Think about how you cook winter squash, for example. Almost reflexively, when I start to fix it, I turn on the oven and roast away until the squash nearly collapses in on itself. I like the results: The squash turns creamy, and the bit of caramelization deepens the sweet flavor.
But that's far from the only way to cook a squash, and maybe some other techniques would work as well. To find out, I cut peeled butternut squash into 1-inch cubes and cooked them five ways.
These weren't finished dishes but just those fateful first steps: boiling, steaming, deep-frying, glazing and, of course, roasting. I purposely prepared each version with as little seasoning as possible to make the elemental differences clearer. This was science, not dinner.
I found that each cooking method yielded a different taste and texture, sometimes dramatically so, and that each has its appropriate use, even if it might take some thinking to figure out what that might be.
It turns out that each of those first steps do lead somewhere; you just need to choose wisely.
Boiling: I simmered the squash cubes in plain water at 205 to 210 degrees; they took about 12 minutes to become tender.
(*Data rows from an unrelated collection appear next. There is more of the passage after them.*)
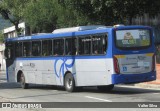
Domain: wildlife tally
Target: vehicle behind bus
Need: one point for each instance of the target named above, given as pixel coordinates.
(83, 56)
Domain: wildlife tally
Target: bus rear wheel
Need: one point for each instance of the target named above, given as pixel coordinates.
(69, 83)
(105, 88)
(24, 85)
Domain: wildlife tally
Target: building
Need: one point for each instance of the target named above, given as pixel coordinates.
(11, 31)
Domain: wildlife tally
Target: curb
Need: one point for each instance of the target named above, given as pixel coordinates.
(149, 86)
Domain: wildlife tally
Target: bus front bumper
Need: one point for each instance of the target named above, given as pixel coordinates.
(133, 78)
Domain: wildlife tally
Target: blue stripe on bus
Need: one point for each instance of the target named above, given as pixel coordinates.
(61, 57)
(133, 78)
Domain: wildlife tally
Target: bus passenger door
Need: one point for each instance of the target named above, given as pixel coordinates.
(10, 65)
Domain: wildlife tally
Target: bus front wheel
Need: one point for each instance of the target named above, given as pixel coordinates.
(24, 85)
(69, 83)
(105, 88)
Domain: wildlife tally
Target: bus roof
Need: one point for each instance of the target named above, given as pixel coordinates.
(74, 31)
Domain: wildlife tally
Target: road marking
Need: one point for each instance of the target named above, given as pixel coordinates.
(155, 93)
(98, 99)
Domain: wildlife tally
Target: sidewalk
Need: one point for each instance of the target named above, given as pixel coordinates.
(153, 84)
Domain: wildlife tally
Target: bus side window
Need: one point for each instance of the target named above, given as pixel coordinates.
(9, 52)
(85, 45)
(26, 49)
(58, 47)
(46, 47)
(36, 48)
(18, 47)
(99, 44)
(71, 46)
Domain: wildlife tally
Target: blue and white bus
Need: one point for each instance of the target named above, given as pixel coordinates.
(83, 56)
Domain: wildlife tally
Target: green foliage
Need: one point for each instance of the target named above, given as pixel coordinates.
(12, 10)
(1, 37)
(110, 12)
(46, 15)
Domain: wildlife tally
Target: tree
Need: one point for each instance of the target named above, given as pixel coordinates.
(1, 37)
(109, 12)
(45, 16)
(12, 10)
The color was pale and the flavor was bland, vaguely sweet and fairly vegetal. The texture was slightly fibrous. Doesn't sound so good? But when I tasted the cooking water, there was a subtle squash flavor. So, for certain kinds of soups, in which you want the squash to contribute to the flavor but not dominate (say, a winter minestrone), this would be perfect.
Steaming: Cooked over boiling water in a tightly covered pot, this took 12 minutes as well. The color was still pale, though a little darker, and it was definitely sweeter with a deeper squash flavor. Rather than fibrous, the texture was more like grainy. Making a salad with cooked squash? This would definitely be the way to go. The cubes are firm enough to hold together, and the flavor is pronounced enough not to be overwhelmed. A nice vinaigrette, some fresh herbs, Parmigiano-Reggiano and walnuts maybe?
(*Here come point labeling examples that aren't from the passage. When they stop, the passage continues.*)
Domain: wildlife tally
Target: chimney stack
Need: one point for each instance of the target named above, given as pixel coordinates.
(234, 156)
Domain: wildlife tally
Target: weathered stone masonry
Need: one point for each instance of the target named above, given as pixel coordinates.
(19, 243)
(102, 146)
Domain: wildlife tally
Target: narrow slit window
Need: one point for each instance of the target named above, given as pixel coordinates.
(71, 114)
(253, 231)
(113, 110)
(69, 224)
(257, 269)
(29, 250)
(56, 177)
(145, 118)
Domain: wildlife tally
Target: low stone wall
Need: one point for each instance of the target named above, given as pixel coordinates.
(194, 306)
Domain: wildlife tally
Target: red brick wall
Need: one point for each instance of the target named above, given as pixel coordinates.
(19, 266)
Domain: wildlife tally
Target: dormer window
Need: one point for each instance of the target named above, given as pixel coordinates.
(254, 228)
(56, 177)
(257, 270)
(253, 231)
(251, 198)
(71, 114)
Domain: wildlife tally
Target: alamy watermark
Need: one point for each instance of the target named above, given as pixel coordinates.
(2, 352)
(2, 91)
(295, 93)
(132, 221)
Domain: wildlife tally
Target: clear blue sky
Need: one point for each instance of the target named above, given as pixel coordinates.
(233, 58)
Glazing: One of my favorite techniques with most vegetables is to cook them covered over medium heat with a little water and some fat (I used vegetable oil to not distract from the flavor). When the vegetable is tender, remove the lid and increase the heat to high, evaporating the water and coating the vegetable with the reduced glaze. This took about 13 minutes altogether. The color was a much richer orange, and the sides were lightly and evenly caramelized. The flavor was not quite as deep as roasted, but the squash browned more evenly. Done with butter and, say, shallots and sage or mint, this might be great.
Deep-frying: This was a weird one. I fried the cubes uncoated at 350 to 375 degrees. After 10 minutes, they were tender on the inside but with a slightly chewy surface. The cubes were well-browned but had shriveled slightly, looking a little like deep-fried tofu. The flavor was richer and deeper than, say, steamed, but it was slightly oily, even after draining. It was an intriguing combination of flavor and texture, but I'll admit that I haven't yet thought of a way to exploit it. Still, it was good enough I'll tuck this one away for future pondering.
Roasting: OK, so I hadn't been completely off my rocker. Roasted at 400 degrees, the squash took about 45 minutes to become tender. And I needed to turn the cubes so they browned evenly. But the flavor was both the sweetest and the most complex, thanks to the caramelization and our old friend the Maillard reaction: the browning that characterizes everything from roast meats to bread crust to pie shells. The texture was utterly creamy, perfect for puréeing when serving the squash on its own or in a more complicated dish (such as stuffing pasta).